O Poder Judiciário em Grajaú inicia nesta terça-feira (4), no Fórum Des. Nicolau Dino, as perícias relativas aos processos que compõem a agenda do Mutirão Previdenciário, promovido por iniciativa do juiz titular da 1a Vara, Isaac Diego Vieira. As perícias serão realizadas até a próxima quinta-feira (6), por ordem de chegada. O Mutirão Previdenciário em Grajaú está marcado para o período de 15 a 19 de outubro e envolve 122 processos.

De acordo com o juiz Isaac Diego Vieira, coordenador do mutirão, os trabalhos terão a parceria da Advocacia Geral da União (AGU), através da Procuradoria Federal de Imperatriz. “O mutirão previdenciário da 1a Vara de Grajaú será composto por 122 processos, compreendendo ações com pedidos de auxílio-doença, aposentadoria por invalidez, amparo social; beneficio de prestação continuada, dentre outros.
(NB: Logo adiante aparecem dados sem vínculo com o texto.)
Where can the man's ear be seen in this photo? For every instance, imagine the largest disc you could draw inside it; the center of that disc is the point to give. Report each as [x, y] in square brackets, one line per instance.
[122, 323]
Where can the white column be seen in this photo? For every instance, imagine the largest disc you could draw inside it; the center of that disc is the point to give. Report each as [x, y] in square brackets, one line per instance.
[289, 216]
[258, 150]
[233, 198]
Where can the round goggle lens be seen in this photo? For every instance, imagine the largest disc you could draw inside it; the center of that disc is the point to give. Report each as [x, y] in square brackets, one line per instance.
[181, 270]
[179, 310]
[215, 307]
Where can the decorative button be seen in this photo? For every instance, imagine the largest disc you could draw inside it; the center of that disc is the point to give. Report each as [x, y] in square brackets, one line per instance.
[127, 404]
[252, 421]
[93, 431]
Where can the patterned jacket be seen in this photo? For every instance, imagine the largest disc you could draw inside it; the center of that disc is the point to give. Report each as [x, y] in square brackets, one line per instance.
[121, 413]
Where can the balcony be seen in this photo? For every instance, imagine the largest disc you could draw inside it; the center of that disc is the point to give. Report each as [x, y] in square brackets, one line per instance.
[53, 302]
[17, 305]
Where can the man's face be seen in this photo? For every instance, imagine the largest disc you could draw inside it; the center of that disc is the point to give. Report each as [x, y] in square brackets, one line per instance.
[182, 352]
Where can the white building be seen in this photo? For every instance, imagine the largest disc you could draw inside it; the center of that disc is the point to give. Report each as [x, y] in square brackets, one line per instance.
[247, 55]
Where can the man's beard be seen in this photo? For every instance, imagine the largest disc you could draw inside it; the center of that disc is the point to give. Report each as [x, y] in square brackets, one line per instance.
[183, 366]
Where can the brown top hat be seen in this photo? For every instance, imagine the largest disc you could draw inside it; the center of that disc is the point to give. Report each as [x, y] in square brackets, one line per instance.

Durante o mutirão, o fórum terá expediente normal”, explicou Diego Isaac.

Para auxiliar o magistrado nos trabalhos, foram designados três servidores. “O mutirão foi idealizado como forma de impulsionar processos previdenciários de forma econômica e célere, seguindo recomendação do Conselho Nacional de Justiça e Provimentos da Procuradoria-Geral Federal, com a realização de instrução, perícias e estudos de forma conjunta, garantindo o máximo de aproveitamento do ato processual”, observa o magistrado.

PROCESSO PREVIDENCIÁRIO – Quando o pedido do benefício é negado administrativamente, a pessoa pode entrar com um processo judicial, a saber, nas seguintes etapas: Elaboração da petição inicial para entrada do processo (até 20 dias); Citação do INSS, que é o momento que o INSS é convocado ao processo e a partir de onde começam a ser contados os juros (60 dias); Contestação do INSS (até 120 dias); Réplica do advogado (20 dias).

Seguem, ainda, as etapas de realização da perícia e/ou audiência, caso seja necessário, pois não são exigidas em todos os processos (de 30 a 180 dias cada – perícia e audiência); Impugnação da perícia, que pode ou não ocorrer caso a perícia seja realizada (30 dias); Depoimento de testemunhas, caso seja necessário, em outro lugar ou comarca (até 90 dias); Prazo para razões finais, tanto do advogado quanto do INSS (45 dias).

Por fim, o prazo para sentença judicial, que varia de 3 a 5 meses. Caso após esta etapa o benefício tenha sido negado, inicia-se a fase recursal, por meio do qual se pretende alterar a sentença.